Get 'em while they're young, that's what I always say. Prefacing a quick tour through VORP, EqA, FIP and DERA, the author writes:
To list every metric invented over the last 20 years might take up more room than pi (hint: it's infinite)
Is this the sort of thing where hints are useful? Hmm, maybe there's a stat for that...
Rob Neyer notices that an historically high percentage of this year's starts have been by rookies. Tipped off by Mets broadcaster Gary Cohen, who attributed the change to fewer veteran pitchers taking steroids (?), Neyer comes to the conclusion that the change is due to increased efficiency in the market for back-of-the-rotation starters. As he puts it,
[W]hat I suspect is that baseball executives, collectively speaking, have realized that if you're going to have a starter with a 5.32 ERA, it may as well be a cheap kid who's learning something instead of an expensive veteran who's got no upside.
Call it the Bastardo effect.
Chad Finn wants us all to give Daisuke Matsuzaka the benefit of the doubt. Just another attempt at ex post justification of what is really just miserable luck? His BABIP this season still sits an an unsightly .441 (albeit with a liner rater of nearly 27%). Surprisingly enough, his K/9 is up this year, and BB/9 is down. He's given up more than 2 HR/9, though, and his HR/FB is 15.1%. Ah, well, just make up an injury and call up a Hall of Famer.
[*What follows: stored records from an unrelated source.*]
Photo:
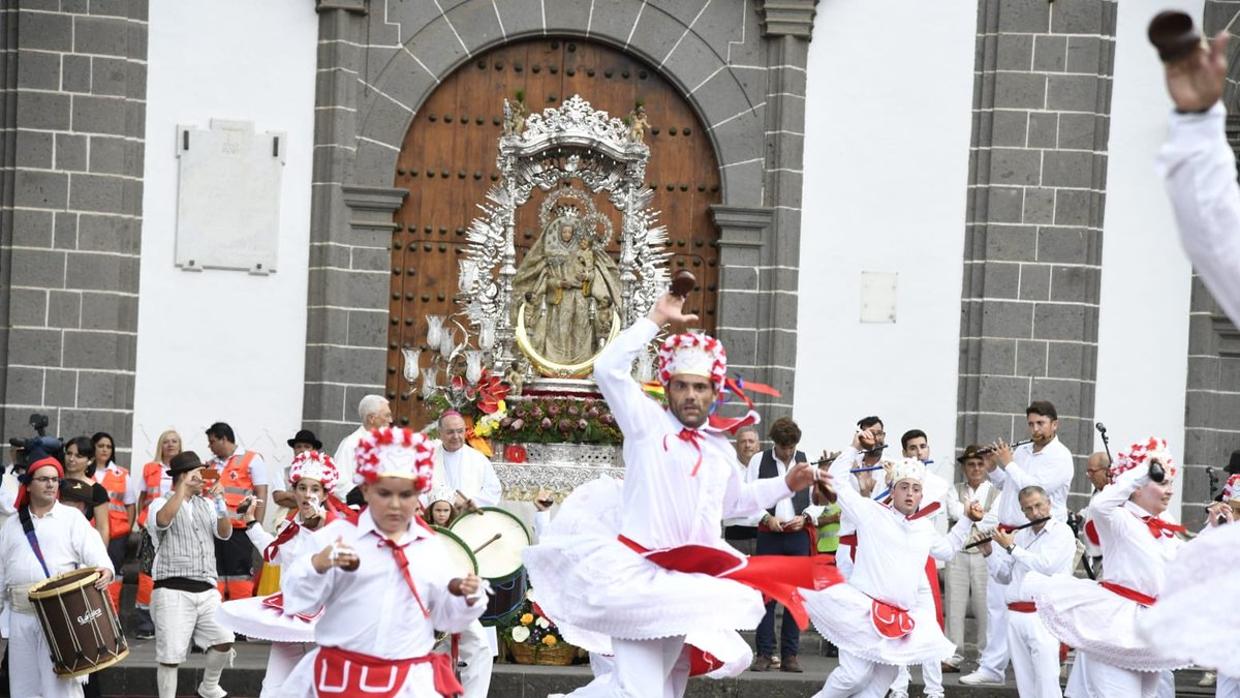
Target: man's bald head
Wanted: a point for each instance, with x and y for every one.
(1098, 469)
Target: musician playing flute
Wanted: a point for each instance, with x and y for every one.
(884, 616)
(62, 541)
(1045, 547)
(383, 587)
(1100, 619)
(633, 569)
(1043, 461)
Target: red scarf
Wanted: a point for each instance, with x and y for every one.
(340, 673)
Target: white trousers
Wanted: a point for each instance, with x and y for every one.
(995, 657)
(644, 668)
(857, 677)
(931, 676)
(1034, 656)
(965, 585)
(475, 653)
(280, 661)
(30, 662)
(1091, 678)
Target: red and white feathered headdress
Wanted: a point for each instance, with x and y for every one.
(1231, 490)
(394, 451)
(1140, 454)
(314, 465)
(693, 353)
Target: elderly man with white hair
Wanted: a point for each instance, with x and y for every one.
(376, 413)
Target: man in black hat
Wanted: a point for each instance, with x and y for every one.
(185, 599)
(303, 441)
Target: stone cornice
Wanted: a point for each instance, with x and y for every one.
(786, 17)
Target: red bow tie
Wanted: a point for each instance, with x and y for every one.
(695, 438)
(402, 563)
(1160, 528)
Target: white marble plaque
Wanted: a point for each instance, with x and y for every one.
(228, 196)
(878, 296)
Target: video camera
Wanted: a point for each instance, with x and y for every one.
(39, 446)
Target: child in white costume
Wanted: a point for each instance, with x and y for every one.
(884, 615)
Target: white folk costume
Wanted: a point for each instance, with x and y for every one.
(631, 569)
(1199, 169)
(884, 616)
(1100, 618)
(67, 542)
(378, 622)
(263, 618)
(1034, 651)
(1207, 569)
(1050, 469)
(469, 472)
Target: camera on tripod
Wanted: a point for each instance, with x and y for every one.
(37, 446)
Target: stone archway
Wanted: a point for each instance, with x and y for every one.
(447, 164)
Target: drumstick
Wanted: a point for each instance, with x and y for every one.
(469, 503)
(492, 539)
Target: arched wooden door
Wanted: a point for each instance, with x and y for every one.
(448, 164)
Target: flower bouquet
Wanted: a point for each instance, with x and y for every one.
(533, 639)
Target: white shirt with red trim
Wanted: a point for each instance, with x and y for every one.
(1049, 551)
(666, 505)
(371, 610)
(892, 549)
(1132, 556)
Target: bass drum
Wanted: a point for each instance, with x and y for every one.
(497, 539)
(79, 624)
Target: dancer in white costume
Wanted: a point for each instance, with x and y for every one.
(884, 616)
(383, 587)
(314, 477)
(1205, 569)
(668, 573)
(1100, 619)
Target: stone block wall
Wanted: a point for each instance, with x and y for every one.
(1033, 239)
(72, 128)
(740, 65)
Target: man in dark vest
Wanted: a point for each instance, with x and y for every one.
(781, 531)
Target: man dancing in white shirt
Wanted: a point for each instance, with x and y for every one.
(1047, 547)
(667, 574)
(1043, 461)
(383, 587)
(1100, 619)
(884, 616)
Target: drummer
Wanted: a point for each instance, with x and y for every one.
(66, 541)
(314, 477)
(439, 508)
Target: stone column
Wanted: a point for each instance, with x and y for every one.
(1033, 238)
(73, 107)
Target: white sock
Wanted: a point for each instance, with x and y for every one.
(216, 662)
(165, 678)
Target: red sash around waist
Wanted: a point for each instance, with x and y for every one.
(776, 577)
(340, 673)
(1130, 594)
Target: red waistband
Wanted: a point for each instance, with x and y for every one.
(1130, 594)
(377, 677)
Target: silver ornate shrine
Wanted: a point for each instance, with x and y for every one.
(558, 151)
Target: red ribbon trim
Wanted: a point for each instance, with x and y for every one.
(1130, 594)
(334, 678)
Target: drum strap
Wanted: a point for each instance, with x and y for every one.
(27, 526)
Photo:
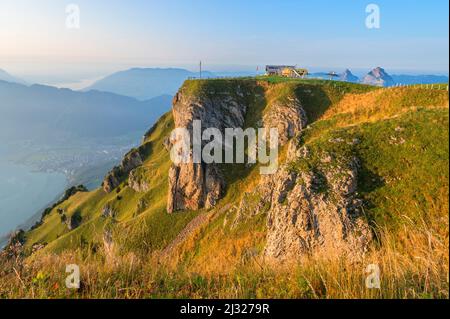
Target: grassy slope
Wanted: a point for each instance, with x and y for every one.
(404, 184)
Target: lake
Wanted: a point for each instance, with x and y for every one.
(23, 192)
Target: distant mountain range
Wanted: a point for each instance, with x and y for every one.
(380, 77)
(348, 76)
(47, 113)
(145, 83)
(5, 76)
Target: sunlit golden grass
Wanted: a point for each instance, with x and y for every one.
(414, 264)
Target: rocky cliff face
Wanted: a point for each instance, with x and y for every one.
(118, 174)
(314, 211)
(200, 185)
(287, 116)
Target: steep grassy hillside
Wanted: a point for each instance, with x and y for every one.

Finally, Hardball Times throws ERA, FIP, xFIP, and tRA into the Terrordome to see which has the most predictive value. A regression analysis suggests xFIP just nudges out tRA. Correlation increased with IP, as would be expected. The problem with all these statistics (save ERA itself), Colin Wyers argues, is that they look only at components of a pitcher's success which are defensive-independent. However, ignoring defense does make component measures faulty predictors of future ERA, which is defense-dependent. A proper predictor, then, would have to include knowledge of team defense. Wyers suggests his own Simple Zone Rating, and promises to explore more next week.
And that, my friends, is how you get a Mad Max 3 clip into a link roundup.